Sports and Politics no Stragers to Each Other

By Mark Tudino  

Unless you’ve been living under a rock – or visiting outer space – for the last year or so, every sports fan is painfully aware of the on-going controversy involving the NFL, its players, and certain members of our political class. It began with a simple premise (or so most thought), as certain players on some teams began kneeling during the playing of our national anthem. It wasn’t supposed to be that controversial, though in retrospect it’s hard to see how it could not be so. Now, every person from every political quarter has weighed in with their perspective, doing what a friend of mine’s social studies teacher once described as ”pooling our collective ignorance.” But if you think it’s horrible that sports and politics have found themselves at this confusing intersection once again, fear not loyal reader; your loyal scribe is here to tell you this is not the first – nor probably the last – time it will happen.
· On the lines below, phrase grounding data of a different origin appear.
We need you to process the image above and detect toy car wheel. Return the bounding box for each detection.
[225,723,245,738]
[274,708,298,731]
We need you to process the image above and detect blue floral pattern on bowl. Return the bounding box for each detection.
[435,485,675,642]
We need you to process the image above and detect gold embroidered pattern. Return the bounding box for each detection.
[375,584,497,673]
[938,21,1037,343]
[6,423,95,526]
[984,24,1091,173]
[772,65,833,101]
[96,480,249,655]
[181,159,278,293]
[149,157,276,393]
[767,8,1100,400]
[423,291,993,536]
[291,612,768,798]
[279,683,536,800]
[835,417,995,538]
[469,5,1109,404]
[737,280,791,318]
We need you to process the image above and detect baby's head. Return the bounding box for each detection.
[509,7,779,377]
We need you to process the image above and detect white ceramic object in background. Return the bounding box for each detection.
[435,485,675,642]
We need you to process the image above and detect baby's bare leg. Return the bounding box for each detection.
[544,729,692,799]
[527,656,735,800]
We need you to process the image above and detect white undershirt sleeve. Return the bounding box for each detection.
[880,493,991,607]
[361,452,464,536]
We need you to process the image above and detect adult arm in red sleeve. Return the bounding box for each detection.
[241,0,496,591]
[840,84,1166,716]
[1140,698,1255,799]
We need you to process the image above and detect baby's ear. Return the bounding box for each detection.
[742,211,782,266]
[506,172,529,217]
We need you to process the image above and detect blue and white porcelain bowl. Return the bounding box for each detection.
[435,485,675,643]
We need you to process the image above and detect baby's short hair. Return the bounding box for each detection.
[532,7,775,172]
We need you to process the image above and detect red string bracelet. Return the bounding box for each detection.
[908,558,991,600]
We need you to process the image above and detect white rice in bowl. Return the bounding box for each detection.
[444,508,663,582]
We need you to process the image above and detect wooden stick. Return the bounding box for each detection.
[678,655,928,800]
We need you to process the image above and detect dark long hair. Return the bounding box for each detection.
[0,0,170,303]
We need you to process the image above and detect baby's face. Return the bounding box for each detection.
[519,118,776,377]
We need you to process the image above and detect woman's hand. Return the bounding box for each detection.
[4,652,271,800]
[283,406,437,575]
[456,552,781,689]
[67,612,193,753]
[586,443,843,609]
One only need to look back to last year, to the death of one of sport’s most beloved athletes, to see how times and attitudes can change. In 1967, there was no more controversial, no more loved or hated athlete than Muhammad Ali. In 1964, right after winning the heavyweight championship from Sonny Liston, Ali announced to the world he’d converted to the Nation of Islam and that he was now and forever to be known by his new, Muslim name. Three years later, when he refused induction into the Army, the powers that be stripped him of his title, suspended him from fighting, and essentially turned him into a sports pariah. Fast forward to 1996. Guess who was chosen to light the Olympic flame in Atlanta – symbolic of the Olympic ideal of fairness, courage and civility? That’s right, same man. Which goes to show you how attitudes can change. Ali hadn’t changed (though in later interviews he admitted some regret over his choice of rhetoric), but the nation around him had changed.

One year after Ali’s refusal of induction, U.S. sprinters Tommy Smith and John Carlos protested by holding up black fists during the national anthem, while standing barefoot on the winner’s podium. In 1972, the U.S. men’s basketball team lost the Olympic gold medal game to the Soviets, largely because international basketball officials decided to reinvent the rules of the game on the spot.

In Los Angeles, during the 1976 baseball season, Dodgers outfielder Rick Monday forever endeared himself to a generation of fans by preventing protesters from burning an American flag after they had made their way onto the field.

Which is to say there are countless other episodes, both foreign and domestic, when the political realities of our world have migrated to the sports arena. What’s happening to the NFL is not unique and, eventually, this too shall pass. After it does, whatever your position, I hope we emulate the NHL after it concludes a playoff series, and we remember to shake hands with our opponents.